Joe Siracusa, Curtin University’s dean of global futures, and Frank Gavin, director of the Henry A. Kissinger Centre for Global Affairs at the Johns Hopkins School of Advanced International Studies in the US, were at both events and said that the nuclear weapons debate had shifted markedly in recent years.
Professor Siracusa said compared with a decade ago, when then-US president Barack Obama was talking about the potential of a world without nuclear weapons, the disarmament push was “dead in the water”.
“Americans understand how important deterrence is in maintaining the peace,” the Chicago-born professor said.
“It’s ugly and it looks fraught, but at the end of the day we give China, Russia, Iran and North Korea pause.”
The existence of nuclear weapons, he said, continued to have a major role in staving off military conflict between the world’s major powers.
“It tells them on a daily basis that today is not the day to start World War III,” he said.
“Most of the world understands that if you initiate a nuclear war, you’ll probably disappear 30 minutes later.”
But he said Australia’s decision to purchase nuclear-powered submarines under the AUKUS treaty with the United States and the United Kingdom – and associated plans to rotate nuclear-powered and potentially nuclear-armed submarines through the HMAS Stirling naval base in Perth’s south – came with security implications that had not been adequately debated publicly.

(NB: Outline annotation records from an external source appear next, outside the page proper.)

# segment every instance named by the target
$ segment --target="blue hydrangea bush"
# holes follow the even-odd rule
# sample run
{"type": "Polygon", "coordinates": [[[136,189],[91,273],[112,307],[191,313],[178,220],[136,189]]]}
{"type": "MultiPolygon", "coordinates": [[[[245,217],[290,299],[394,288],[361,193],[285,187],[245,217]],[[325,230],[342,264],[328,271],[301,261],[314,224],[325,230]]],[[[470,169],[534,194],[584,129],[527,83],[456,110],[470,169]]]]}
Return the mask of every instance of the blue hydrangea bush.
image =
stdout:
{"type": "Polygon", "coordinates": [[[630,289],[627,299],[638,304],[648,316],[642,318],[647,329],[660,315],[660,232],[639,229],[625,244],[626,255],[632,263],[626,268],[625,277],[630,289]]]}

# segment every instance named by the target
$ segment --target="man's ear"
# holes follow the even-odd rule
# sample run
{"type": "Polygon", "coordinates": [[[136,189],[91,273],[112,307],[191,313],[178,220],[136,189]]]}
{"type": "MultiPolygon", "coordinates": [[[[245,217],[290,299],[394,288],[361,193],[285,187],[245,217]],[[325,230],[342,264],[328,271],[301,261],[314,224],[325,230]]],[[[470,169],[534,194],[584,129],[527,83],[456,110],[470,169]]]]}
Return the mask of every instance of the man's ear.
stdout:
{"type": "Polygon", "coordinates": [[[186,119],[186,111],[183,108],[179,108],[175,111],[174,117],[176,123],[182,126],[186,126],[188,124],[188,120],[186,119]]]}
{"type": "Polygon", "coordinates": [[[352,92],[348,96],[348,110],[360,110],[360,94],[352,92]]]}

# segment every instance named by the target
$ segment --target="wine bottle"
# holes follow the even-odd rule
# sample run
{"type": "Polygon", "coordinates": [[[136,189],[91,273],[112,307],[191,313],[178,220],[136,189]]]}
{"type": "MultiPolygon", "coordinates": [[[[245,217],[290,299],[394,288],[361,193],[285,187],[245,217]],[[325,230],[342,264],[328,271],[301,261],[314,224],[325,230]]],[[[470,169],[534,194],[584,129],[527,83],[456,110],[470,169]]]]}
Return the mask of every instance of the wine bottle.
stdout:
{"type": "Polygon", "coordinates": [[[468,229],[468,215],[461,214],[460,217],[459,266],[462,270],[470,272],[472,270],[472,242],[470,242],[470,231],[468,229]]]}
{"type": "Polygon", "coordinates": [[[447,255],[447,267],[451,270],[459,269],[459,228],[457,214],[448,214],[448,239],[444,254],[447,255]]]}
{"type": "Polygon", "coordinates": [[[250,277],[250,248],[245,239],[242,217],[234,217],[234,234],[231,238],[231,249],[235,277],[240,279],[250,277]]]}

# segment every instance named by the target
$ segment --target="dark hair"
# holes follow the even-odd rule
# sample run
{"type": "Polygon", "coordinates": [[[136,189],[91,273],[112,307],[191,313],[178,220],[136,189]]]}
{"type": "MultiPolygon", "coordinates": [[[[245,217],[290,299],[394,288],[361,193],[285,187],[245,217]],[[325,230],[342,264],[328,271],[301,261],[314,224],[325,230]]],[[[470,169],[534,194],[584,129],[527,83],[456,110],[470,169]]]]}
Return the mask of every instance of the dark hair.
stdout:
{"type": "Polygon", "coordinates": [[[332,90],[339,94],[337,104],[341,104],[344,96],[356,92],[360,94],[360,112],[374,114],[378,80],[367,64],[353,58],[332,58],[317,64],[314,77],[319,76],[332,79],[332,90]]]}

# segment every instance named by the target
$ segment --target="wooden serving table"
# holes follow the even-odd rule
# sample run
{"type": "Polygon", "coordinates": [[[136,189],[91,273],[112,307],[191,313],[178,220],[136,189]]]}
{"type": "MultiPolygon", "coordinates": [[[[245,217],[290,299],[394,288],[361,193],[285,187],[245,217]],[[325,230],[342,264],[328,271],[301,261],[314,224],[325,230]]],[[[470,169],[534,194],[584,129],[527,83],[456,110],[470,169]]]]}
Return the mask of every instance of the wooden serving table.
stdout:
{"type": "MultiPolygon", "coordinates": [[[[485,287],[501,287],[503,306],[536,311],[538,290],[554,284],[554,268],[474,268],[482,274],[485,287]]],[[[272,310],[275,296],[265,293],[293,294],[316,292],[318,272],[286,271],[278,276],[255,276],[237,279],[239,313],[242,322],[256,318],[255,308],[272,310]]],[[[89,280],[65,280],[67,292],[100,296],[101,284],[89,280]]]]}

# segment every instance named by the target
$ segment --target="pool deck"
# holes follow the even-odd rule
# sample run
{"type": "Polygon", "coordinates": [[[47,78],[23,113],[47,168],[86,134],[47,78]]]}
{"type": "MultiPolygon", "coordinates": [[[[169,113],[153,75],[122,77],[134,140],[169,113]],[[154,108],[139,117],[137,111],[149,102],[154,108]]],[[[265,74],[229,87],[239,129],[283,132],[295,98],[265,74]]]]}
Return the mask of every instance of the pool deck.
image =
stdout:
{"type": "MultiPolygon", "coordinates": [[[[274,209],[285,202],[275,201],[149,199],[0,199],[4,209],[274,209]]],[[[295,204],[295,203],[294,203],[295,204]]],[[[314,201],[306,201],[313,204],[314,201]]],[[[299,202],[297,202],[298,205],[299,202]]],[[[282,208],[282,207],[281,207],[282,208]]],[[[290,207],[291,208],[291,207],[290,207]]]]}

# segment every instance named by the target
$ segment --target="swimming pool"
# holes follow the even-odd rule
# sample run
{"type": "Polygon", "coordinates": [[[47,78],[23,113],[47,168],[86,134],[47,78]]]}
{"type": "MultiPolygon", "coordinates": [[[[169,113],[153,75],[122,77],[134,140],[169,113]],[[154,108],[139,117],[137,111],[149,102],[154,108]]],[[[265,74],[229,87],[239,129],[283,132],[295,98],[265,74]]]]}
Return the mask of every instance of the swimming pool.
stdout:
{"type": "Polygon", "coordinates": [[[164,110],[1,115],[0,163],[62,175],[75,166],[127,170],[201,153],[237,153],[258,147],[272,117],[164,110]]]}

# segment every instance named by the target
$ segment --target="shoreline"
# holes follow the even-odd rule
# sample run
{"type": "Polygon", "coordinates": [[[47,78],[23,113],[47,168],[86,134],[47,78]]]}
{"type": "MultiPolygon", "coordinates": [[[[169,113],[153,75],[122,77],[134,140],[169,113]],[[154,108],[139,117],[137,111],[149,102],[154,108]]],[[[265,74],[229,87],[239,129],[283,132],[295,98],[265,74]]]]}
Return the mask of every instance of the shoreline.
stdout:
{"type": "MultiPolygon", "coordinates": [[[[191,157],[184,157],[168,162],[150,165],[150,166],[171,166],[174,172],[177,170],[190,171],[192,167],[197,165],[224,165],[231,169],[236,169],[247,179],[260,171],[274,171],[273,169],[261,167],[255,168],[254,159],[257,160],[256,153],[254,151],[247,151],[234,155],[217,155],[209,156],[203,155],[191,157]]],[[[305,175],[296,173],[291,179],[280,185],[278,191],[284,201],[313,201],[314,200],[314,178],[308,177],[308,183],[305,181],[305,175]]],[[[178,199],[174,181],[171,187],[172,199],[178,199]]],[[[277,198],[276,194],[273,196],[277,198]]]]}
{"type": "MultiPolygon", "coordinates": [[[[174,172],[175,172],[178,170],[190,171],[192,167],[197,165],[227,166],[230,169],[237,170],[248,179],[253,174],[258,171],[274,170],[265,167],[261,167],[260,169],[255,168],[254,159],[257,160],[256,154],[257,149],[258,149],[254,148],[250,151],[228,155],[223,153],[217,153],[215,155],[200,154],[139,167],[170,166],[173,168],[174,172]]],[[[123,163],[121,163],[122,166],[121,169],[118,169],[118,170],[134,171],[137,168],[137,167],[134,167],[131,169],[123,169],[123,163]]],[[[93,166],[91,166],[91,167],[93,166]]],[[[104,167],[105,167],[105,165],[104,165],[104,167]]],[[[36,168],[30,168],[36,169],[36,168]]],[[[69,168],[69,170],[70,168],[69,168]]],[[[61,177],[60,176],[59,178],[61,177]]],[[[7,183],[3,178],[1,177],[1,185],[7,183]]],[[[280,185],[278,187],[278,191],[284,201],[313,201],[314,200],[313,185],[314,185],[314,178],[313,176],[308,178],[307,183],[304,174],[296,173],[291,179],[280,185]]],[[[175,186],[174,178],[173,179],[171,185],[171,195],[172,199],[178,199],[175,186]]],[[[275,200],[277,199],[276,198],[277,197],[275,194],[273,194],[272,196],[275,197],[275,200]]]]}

“AUKUS here has put Perth down as the number one target,” he said. “Up until now, Perth was always considered a pretty safe place but since AUKUS, Perth has become ground zero. It will become part of everybody’s nuclear targeting.”
While he said Australia should still be pushing ahead with its involvement in the $368bn deal, it should be subject to a major public review every five years to audit the progress of the program and whether it remained a good strategic idea.
Professor Gavin, meanwhile, said AUKUS indicated that Australia had fully committed to a strategy and affiliation with the US and the UK.
“If you talk to people in all three governments, I think it symbolises greater co-operation and integration of grand strategic concepts over time,” he said.
The global uncertainty of the past few years had shown the salience of nuclear weapons on world politics.
“When we met nine years ago in January 2015, there were a lot of people particularly from Australia and New Zealand and the region who were hopeful and advocating for disarmament,” he said.
“There were many Americans there who said, ‘Well, we’d all love disarmament, but deterrence is the foundation of the international system.’ Nine years later, unfortunately, they turned out to be more right than they knew.”